The Validity of the Super-Particle Approximation during Planetesimal Formation

TL;DR

This study critically evaluates the super-particle approximation in planetesimal formation simulations, demonstrating its limitations and proposing a scaled particle approach that accurately models initial clumping phases by properly accounting for collisions and timescales.

Contribution

The paper introduces a scaled particle simulation method that avoids super-particles, providing more reliable results for planetesimal formation by correctly modeling collisions and relevant timescales.

Findings

Super-particle approach produces artifacts affecting collapse and clump statistics.

Proper modeling of collisions is essential for accurate simulation results.

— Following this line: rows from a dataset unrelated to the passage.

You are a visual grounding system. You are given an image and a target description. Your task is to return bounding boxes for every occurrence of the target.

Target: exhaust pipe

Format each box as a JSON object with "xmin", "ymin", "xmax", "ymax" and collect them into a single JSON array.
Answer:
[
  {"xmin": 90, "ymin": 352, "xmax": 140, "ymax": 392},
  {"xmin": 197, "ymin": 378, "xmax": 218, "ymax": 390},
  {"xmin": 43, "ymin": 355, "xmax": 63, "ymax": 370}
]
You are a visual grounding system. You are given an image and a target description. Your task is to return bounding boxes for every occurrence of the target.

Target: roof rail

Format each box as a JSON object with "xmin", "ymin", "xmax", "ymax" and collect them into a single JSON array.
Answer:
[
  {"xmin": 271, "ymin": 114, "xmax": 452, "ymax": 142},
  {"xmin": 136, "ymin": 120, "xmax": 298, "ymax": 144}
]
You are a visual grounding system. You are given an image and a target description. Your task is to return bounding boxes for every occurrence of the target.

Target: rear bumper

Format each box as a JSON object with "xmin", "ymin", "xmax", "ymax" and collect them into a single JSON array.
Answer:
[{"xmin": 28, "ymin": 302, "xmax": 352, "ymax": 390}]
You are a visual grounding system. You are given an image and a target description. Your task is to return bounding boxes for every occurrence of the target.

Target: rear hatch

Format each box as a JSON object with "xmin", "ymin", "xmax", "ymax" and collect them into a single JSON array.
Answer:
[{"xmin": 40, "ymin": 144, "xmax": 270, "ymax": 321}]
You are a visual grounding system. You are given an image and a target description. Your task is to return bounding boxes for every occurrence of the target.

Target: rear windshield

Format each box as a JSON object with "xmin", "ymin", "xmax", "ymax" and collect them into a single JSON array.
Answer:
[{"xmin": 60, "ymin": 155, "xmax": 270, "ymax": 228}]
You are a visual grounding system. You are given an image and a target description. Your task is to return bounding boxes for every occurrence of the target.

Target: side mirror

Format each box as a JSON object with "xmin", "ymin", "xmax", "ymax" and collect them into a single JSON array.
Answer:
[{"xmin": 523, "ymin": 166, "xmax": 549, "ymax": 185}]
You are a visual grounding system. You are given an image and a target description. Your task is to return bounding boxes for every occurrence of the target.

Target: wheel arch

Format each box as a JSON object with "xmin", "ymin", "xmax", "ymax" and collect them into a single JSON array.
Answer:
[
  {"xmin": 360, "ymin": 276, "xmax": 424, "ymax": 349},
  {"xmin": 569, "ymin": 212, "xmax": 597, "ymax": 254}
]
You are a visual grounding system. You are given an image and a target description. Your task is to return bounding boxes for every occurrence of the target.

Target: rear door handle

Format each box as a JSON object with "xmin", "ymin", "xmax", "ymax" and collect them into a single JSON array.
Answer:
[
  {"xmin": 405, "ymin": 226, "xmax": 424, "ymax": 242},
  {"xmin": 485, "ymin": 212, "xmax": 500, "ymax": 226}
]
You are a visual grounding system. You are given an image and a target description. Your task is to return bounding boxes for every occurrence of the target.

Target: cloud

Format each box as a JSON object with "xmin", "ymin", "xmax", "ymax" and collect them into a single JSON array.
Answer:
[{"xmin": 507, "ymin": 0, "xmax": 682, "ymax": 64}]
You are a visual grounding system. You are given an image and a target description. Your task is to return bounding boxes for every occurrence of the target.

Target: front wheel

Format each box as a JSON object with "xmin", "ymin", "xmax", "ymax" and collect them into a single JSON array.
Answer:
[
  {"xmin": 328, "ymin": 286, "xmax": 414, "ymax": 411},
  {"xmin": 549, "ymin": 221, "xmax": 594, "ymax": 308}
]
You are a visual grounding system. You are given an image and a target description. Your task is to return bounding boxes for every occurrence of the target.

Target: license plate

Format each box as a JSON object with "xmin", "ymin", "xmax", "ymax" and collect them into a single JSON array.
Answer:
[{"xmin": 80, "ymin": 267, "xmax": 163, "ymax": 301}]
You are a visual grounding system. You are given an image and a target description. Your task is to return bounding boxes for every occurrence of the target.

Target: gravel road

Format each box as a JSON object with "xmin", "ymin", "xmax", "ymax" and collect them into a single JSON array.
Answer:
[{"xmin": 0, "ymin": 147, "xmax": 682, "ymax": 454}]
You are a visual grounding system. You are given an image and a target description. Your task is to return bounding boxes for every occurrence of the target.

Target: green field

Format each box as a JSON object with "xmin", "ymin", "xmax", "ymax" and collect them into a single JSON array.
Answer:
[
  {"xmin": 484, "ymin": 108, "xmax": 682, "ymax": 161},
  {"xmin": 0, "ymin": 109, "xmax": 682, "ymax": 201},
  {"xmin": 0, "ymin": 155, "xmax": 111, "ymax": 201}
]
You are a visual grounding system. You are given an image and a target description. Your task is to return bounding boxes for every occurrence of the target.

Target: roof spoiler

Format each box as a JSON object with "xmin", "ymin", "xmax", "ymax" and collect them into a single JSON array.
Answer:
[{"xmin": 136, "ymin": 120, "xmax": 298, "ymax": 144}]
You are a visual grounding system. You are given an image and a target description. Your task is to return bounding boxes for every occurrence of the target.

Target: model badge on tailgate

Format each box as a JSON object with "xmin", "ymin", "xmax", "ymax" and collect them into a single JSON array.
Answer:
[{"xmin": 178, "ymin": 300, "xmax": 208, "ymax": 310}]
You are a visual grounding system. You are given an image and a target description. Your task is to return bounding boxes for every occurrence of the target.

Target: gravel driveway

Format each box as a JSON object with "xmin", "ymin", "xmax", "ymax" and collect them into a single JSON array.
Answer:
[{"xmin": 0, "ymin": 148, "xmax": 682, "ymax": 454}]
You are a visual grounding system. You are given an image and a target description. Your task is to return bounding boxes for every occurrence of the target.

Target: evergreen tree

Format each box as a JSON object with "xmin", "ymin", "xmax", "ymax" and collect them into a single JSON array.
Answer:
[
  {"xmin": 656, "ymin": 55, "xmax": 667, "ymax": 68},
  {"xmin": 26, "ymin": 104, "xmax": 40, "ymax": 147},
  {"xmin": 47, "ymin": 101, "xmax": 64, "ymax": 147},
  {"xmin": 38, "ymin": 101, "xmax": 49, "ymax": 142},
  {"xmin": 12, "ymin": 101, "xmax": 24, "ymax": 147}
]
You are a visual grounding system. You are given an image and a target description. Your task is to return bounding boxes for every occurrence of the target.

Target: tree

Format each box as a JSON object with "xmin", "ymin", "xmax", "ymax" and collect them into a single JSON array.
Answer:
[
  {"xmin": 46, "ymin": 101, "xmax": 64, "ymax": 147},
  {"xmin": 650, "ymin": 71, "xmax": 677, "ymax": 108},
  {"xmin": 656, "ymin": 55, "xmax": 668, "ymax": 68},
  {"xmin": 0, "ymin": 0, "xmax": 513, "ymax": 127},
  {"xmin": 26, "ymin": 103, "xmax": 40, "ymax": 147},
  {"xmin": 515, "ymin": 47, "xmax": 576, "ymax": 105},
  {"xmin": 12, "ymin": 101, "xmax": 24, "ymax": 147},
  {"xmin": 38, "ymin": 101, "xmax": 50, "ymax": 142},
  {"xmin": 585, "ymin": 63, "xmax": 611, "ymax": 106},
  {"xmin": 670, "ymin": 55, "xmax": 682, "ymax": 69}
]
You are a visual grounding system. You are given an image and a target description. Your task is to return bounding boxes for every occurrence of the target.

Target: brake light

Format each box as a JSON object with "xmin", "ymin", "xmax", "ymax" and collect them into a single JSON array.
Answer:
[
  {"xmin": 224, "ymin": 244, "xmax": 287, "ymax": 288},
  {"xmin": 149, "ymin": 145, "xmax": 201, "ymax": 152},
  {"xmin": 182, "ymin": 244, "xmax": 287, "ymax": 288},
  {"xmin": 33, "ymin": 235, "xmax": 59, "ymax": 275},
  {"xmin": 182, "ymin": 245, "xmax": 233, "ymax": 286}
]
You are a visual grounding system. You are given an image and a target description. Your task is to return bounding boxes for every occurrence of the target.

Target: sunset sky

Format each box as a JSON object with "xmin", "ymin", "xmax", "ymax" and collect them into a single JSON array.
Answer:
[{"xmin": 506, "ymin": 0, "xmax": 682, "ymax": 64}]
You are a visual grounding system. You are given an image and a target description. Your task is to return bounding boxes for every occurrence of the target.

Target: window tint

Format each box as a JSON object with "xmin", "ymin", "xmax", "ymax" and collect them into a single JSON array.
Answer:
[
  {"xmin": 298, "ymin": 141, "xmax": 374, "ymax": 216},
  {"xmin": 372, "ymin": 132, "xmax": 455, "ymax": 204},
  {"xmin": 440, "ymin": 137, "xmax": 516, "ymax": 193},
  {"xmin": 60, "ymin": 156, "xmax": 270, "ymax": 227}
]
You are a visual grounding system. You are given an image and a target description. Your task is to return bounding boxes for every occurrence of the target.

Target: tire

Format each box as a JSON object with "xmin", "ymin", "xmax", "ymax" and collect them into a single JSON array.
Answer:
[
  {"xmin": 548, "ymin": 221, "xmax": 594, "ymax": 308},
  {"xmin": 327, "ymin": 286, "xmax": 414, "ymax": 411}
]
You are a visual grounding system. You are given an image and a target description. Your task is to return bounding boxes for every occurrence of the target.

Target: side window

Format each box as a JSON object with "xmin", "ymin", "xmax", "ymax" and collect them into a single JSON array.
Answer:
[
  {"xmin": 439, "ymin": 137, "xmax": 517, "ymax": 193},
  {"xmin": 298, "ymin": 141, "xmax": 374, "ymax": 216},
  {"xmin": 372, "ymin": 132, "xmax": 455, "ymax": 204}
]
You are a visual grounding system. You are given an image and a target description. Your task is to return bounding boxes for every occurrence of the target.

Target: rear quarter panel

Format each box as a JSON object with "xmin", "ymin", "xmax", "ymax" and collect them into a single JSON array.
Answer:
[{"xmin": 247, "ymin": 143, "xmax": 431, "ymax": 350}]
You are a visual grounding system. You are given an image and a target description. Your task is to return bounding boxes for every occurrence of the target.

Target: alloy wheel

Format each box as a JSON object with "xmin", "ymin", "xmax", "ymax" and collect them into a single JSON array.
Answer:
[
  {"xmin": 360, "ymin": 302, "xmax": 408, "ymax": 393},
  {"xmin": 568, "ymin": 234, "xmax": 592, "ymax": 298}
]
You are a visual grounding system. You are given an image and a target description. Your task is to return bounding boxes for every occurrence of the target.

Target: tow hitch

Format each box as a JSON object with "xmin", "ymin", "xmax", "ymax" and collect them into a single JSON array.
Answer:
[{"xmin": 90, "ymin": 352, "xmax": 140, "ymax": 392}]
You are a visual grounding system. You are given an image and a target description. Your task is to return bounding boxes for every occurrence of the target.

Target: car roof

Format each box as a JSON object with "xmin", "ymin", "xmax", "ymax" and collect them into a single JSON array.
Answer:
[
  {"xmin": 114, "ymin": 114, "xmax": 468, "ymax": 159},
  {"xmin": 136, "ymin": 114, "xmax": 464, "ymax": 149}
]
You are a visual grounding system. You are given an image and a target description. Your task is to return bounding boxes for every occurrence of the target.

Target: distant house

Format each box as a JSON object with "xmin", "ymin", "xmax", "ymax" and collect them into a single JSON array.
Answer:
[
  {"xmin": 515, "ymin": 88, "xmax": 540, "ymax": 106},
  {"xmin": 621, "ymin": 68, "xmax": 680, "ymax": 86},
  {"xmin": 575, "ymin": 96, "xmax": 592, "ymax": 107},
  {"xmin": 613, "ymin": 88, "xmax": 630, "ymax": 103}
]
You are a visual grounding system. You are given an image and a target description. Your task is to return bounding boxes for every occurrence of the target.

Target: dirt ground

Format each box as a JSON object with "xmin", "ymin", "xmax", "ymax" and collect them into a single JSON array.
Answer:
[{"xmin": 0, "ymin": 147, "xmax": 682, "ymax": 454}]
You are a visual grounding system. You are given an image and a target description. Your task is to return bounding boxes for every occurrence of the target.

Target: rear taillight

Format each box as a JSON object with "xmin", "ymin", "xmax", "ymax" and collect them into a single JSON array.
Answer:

Scaled particles can effectively represent initial clumping phases in protoplanetary discs.

Abstract

The formation mechanism of planetesimals in protoplanetary discs is hotly debated. Currently, the favoured model involves the accumulation of meter-sized objects within a turbulent disc, followed by a phase of gravitational instability. At best one can simulate a few million particles numerically as opposed to the several trillion meter-sized particles expected in a real protoplanetary disc. Therefore, single particles are often used as super-particles to represent a distribution of many smaller particles. It is assumed that small scale phenomena do not play a role and particle collisions are not modeled. The super-particle approximation can only be valid in a collisionless or strongly collisional system, however, in many recent numerical simulations this is not the case. In this work we present new results from numerical simulations of planetesimal formation via gravitational instability. A scaled system is studied that does not require the use of super-particles. We find that the scaled particles can be used to model the initial phases of clumping if the properties of the scaled particles are chosen such that all important timescales in the system are equivalent to what is expected in a real protoplanetary disc. Constraints are given for the number of particles needed in order to achieve numerical convergence. We compare this new method to the standard super-particle approach. We find that the super-particle approach produces unreliable results that depend on artifacts such as the gravitational softening in both the requirement for gravitational collapse and the resulting clump statistics. Our results show that short range interactions (collisions) have to be modelled properly.